The word lakun refers to an empty space, a sudden gap or interruption that occurs where a ”here” (this side of the fence) becomes a ”there” (the other side). Something is lost at this point of interface, making the trajectory from one side to the other an exchange of sorts–things tend to get snagged on stray wires. This is particularly evident when the hole is used as a passage from one country to another, from one cultural sphere to another. Tiny residuals of language, identity and soul are caught in the outline of the hole.
My first encounter with the holes came by way of looking for points of entry to fenced-off industrial lots in fringe areas of New York. I went exploring the waterfronts of Greenpoint, Red Hook and Manhattan’s West Side piers, looking to get closer to derelict buildings and overgrown remnants of infrastructure. I started taking pictures of the landscape framed by the missing piece of fencing, liking the random character of the jagged edges and the view offered through the hole.

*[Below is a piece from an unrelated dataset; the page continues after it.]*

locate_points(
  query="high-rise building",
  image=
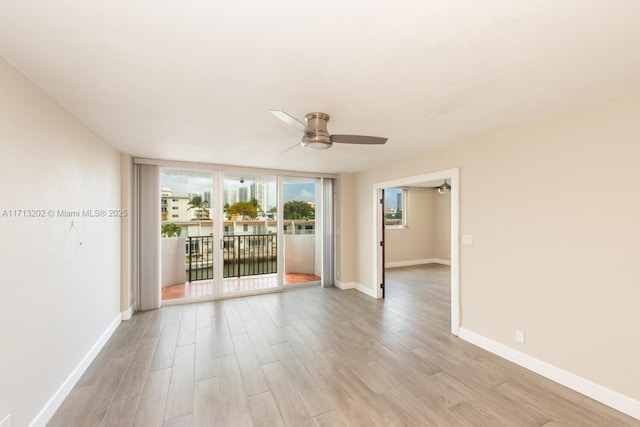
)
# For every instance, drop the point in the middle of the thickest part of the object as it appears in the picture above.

The paintings in the Lakun series are based on photographs taken in various locations in the US and Europe. The photos show parking lots, industrial areas, playgrounds and sometimes just an indeterminate green spaces– shrubs and trees on vacant lots, remote corners of urban parks and the like. That which is seen through the hole is usually given an exaggerated blur quality in the paintings, an effect referred to as bokashi in photography. The fence itself, particularly in the bigger paintings, is larger than life, bringing the hole itself to an intimate close. The holes seem to be ever pointing in the direction of a more promising beyond; toward the Western Lands.